Stefania Caterina and Tomaslav Vlasic, who have

promoted a New Age group called "The Central Nucleus"

The diocese of Brescia, Italy made the announcement in a press release on Oct. 23: "The Congregation for the Doctrine of the Faith formally communicated to the bishop of Brescia that on July 15, 2020, the congregation issued a declarative decree regarding Mr. Tomislav Vlasic. The decree declared that Mr. Vlasic incurred the penalty of excommunication."

As a Franciscan priest, Vlasic had previously served as spiritual advisor to the seers in the 1980s, until he was embroiled in a sexual scandal, fathering a child with a nun.

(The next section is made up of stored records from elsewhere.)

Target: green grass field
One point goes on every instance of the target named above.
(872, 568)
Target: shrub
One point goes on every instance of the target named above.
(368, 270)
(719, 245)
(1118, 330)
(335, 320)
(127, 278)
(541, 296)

He left Medjugorje to found the Queen of Peace community in Parma.

He later admitted on a video that he had been a member since 2002 of a movement called "The Central Nucleus," which combines Catholic teaching with astrology and New Age mysticism.

In 2008, the Congregation for the Doctrine of the Faith launched an investigation into Vlasic, after his bishop suspended him "for the diffusion of dubious doctrine, manipulation of consciences, suspicious mysticism, disobedience toward legitimately issued orders," as well as charges of sexual misconduct. The investigation resulted in his laicization in 2009 by Pope Benedict.

The Oct. 23 diocesan statement noted:

[T]hroughout these years, in the Diocese of Brescia and in other places, he continued to carry out the activity of an apostolate with individuals and groups, both at conferences and through the media; he continued to call himself a religious and priest of the Catholic Church, simulating the celebration of sacraments, which were not valid; he continued to cause serious scandal among the faithful, committing acts gravely detrimental to ecclesial communion and to obedience to church authorities.

The statement explains that the excommunication means "Mr. Vlasic is forbidden from taking part in any way as a minister of the celebration of the Eucharist or any other ceremony of public worship, of celebrating sacraments or sacramentals, of receiving the sacraments or exercising any kind of church office, ministry or function."

The diocese goes on to request that Vlasic be expelled from any public worship or Church events.

Doubtful Authenticity

The Medjugorje phenomenon has been wracked by scandal and marked by continual disobedience to the local bishops by the Franciscans at the heart of the community.

In 1999, the Franciscans were expelled from the diocese of Mostar-Duvno by their bishop, Ratko Peric, as well as by the Father General of the Order of Friars Minor, for disobedience. The Vatican approved the joint expulsion.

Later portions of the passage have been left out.